We ecologists and biogeographers all want to know so badly where species are and are not living. This quest lies at the very heart of our discipline, as it provides invaluable insights into how global changes are impacting biodiversity across the planet. For this quest, we are relying on a vast array of models collectively known as ‘Habitat Suitability Models’ (HSM), which serve as our guiding compass in predicting exactly that.
Now, while there are countless ways to improve (or screw up) those models, their efficacy ultimately hinges on the quality of data we input. This, in itself, presents its own set of challenges. Here in this story, we delve into one pivotal problem concerning this data, in light of a new paper (Da Re et al. 2023) that just came out in Methods in Ecology & Evolution (MEE).
The crux of the matter lies in the fact that it is considerably more straightforward to determine where a species currently resides than to pinpoint where it does not. Many of the easiest methods for recording species observations, such as the popular iNaturalist app, primarily furnish information about where species are found.
However, the shadowy realm of where a species is absent poses a greater challenge. To ascertain the areas devoid of a particular species, more intricate monitoring techniques become necessary. These techniques often involve the establishment of vegetation monitoring plots, which allow scientists to systematically survey an area and deduce the absence of the species of interest. Nevertheless, even with these more labour-intensive tools, certainty in declaring the absence of a species can remain elusive – but that’s a separate story in its own right.

Distribution models need ‘absences’ to run, however. Thus, in situations where actual absence data from the field is scarce, a common practice is to generate what are known as “pseudo-absences.” Essentially, this entails selecting a set of locations where a species was not observed and treating them as surrogate absence points. However, the pivotal aspect we address in this story today is that the method used to choose these pseudo-absences can significantly impact the quality of your model.
In our recent paper featured in MEE, we introduce a new way to select these pseudo-absences: not just randomly in space. Instead of a haphazard geographical selection, our method, termed the ‘uniform’ sampling approach, strategically identifies absence points in the environmental space.Why? The rationale behind the approach lies in the fact that HSMs explicitly link species observations to environmental conditions (e.g., climate) to predict where a species can and cannot be. Importantly, these environmental variables often exhibit a non-random distribution across the landscape.
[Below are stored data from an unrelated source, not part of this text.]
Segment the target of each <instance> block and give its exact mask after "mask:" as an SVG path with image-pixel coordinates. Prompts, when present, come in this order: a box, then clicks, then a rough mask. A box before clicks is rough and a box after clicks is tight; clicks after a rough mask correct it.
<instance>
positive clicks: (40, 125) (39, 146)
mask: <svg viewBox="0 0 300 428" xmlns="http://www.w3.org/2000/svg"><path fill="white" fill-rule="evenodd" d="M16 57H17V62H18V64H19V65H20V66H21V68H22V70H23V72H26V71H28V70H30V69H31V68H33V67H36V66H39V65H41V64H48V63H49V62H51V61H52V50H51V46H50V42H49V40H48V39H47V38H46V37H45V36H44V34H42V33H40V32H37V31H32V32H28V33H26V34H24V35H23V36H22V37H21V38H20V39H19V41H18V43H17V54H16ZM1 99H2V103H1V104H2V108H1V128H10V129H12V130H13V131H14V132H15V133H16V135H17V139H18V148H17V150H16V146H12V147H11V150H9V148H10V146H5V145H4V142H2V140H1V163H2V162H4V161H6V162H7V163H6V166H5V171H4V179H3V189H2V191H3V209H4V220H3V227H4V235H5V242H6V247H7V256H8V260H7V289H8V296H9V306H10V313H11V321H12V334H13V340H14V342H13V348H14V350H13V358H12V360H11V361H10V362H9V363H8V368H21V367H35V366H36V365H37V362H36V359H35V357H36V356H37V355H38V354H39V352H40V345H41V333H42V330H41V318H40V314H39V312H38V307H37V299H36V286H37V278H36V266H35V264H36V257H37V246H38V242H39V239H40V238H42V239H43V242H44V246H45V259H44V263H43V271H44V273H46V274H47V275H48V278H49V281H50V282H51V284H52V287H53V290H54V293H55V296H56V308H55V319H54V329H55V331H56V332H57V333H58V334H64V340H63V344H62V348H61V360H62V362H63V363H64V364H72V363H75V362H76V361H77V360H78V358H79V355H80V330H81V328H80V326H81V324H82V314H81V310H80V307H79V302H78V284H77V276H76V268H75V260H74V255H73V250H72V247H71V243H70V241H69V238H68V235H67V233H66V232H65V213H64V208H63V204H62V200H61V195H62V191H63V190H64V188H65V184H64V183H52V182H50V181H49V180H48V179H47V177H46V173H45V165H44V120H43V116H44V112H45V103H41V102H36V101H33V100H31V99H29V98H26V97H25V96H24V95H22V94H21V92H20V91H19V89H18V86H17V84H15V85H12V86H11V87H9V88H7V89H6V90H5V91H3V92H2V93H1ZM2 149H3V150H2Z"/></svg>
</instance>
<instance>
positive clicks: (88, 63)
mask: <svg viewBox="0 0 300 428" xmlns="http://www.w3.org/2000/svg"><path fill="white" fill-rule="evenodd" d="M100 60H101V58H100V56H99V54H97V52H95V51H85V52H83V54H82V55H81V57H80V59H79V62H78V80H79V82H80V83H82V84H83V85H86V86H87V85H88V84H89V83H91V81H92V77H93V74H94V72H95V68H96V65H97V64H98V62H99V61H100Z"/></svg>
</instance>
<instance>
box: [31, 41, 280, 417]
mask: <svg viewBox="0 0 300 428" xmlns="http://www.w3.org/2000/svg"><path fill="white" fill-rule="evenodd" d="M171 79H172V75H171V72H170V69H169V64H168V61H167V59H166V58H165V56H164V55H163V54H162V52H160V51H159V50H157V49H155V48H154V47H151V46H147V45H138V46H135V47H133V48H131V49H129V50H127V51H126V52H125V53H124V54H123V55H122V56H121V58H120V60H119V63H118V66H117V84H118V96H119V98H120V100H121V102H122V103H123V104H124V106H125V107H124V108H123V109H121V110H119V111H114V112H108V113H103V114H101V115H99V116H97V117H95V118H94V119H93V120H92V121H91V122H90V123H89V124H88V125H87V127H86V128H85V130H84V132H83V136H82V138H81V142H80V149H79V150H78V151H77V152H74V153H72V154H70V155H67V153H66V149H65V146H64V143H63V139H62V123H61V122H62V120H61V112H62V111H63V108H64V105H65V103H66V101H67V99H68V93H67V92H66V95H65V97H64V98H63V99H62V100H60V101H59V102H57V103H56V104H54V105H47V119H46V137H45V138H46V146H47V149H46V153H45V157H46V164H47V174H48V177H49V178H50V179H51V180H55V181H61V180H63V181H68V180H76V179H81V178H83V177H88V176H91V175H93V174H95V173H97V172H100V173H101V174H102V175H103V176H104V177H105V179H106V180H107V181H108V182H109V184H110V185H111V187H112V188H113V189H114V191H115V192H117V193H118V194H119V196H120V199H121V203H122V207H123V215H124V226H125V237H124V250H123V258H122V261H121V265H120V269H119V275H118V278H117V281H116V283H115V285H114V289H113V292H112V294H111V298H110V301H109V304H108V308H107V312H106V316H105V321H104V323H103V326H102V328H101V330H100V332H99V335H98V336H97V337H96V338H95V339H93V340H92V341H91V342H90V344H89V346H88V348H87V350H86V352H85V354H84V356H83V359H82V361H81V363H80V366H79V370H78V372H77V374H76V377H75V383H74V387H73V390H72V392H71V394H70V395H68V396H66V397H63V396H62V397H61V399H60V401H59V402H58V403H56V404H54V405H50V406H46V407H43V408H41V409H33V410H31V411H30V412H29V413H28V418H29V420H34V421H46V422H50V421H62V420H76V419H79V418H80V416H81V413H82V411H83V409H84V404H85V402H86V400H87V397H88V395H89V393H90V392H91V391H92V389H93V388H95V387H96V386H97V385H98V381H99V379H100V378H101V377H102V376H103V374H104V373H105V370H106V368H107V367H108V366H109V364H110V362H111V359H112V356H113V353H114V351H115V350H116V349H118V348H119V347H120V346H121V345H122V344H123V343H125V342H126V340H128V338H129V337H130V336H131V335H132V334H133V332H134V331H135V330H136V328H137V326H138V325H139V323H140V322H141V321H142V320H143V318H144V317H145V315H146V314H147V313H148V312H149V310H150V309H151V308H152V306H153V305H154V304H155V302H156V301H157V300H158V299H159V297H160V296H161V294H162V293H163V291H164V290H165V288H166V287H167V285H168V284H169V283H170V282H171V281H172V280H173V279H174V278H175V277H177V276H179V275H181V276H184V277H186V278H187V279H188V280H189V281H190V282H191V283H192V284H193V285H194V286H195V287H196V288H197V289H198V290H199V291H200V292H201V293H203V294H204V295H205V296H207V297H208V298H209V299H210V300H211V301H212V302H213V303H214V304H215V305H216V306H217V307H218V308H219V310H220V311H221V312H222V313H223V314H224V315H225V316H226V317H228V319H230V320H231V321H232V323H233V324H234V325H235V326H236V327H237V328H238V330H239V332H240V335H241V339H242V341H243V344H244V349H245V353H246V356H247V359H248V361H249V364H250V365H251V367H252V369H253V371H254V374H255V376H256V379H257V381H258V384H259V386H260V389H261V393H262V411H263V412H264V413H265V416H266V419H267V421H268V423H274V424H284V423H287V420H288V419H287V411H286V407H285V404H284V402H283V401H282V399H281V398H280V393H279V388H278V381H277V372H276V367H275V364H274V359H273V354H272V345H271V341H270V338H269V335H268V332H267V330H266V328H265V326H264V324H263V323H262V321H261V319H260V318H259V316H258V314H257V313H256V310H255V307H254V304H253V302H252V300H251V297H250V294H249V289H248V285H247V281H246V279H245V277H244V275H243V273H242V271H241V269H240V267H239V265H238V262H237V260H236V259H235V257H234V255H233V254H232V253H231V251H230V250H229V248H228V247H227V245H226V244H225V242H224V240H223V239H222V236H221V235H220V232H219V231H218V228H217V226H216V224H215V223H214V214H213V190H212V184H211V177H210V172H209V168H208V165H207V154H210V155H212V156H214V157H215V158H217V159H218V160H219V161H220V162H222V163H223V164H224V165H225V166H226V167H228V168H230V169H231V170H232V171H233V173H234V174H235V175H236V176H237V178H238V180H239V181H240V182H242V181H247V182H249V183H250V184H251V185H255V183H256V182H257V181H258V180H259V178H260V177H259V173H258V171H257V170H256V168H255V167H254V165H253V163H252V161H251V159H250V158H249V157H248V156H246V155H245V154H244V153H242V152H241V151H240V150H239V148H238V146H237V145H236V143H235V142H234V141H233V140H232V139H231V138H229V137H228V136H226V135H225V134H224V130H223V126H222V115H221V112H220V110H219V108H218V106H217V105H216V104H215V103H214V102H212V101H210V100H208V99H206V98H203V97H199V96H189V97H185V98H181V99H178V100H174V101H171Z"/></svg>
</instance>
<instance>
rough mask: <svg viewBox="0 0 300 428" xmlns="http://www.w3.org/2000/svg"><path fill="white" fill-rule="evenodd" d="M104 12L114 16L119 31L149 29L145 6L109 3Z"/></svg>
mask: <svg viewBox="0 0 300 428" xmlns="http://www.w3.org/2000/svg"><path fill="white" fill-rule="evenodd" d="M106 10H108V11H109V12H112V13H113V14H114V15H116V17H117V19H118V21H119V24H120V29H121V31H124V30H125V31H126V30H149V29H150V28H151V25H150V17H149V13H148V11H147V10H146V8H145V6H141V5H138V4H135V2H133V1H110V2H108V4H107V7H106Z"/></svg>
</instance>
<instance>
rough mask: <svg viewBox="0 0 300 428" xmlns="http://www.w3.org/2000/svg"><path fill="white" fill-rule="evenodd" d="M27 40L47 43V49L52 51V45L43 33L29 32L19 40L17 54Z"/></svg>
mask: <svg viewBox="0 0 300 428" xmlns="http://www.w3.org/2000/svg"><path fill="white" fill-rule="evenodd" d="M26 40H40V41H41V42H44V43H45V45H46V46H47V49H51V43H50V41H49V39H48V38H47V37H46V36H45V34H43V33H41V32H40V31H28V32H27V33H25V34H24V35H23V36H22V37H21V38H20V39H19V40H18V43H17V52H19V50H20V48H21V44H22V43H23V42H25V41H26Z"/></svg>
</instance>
For example, let’s consider a scenario where the climate exhibits remarkable homogeneity across vast lowland areas but presents steep gradients in mountainous terrain. If one were to randomly select points in such a landscape to gather pseudo-absences, there would be a disproportionate oversampling of lowland climatic condition. Consequently, this could lead to a skewed dataset, ultimately compromising the accuracy of the resulting Habitat Suitability Models (HSMs).
Sampling the absences across the range of climatic conditions instead, as we propose here, serves as an effective remedy to this sample location bias (i.e., sampling is skewed towards the most prevalent habitats within the geographical space, as observed in the example mentioned earlier) and reduce so-called class overlap (i.e., overlap between environmental conditions associated with species presences and pseudo-absences).
Easy to say that, of course, but in that freshly published paper we (or mainly: Daniele, Enrico and Manuele, the smart minds behind the paper) put these ideas to the test. The findings resoundingly endorse our approach: the ‘uniform’ environmental sampling method significantly reduces sample location bias and class overlap without sacrificing predictive performance. As such, it ensures that we can gather pseudo-absences adequately representing the environmental conditions available across the study area.

Importantly, we go further than just sharing those insights. We also provide an R-package with the essential functions to implement the Uniform sampling method in your own workfloy. So, if you find yourself grappling with the challenges posed by presence-only species observation data when fueling your models, we encourage you to explore the new ‘USE’-package to collect a fair bunch of pseudo-absences!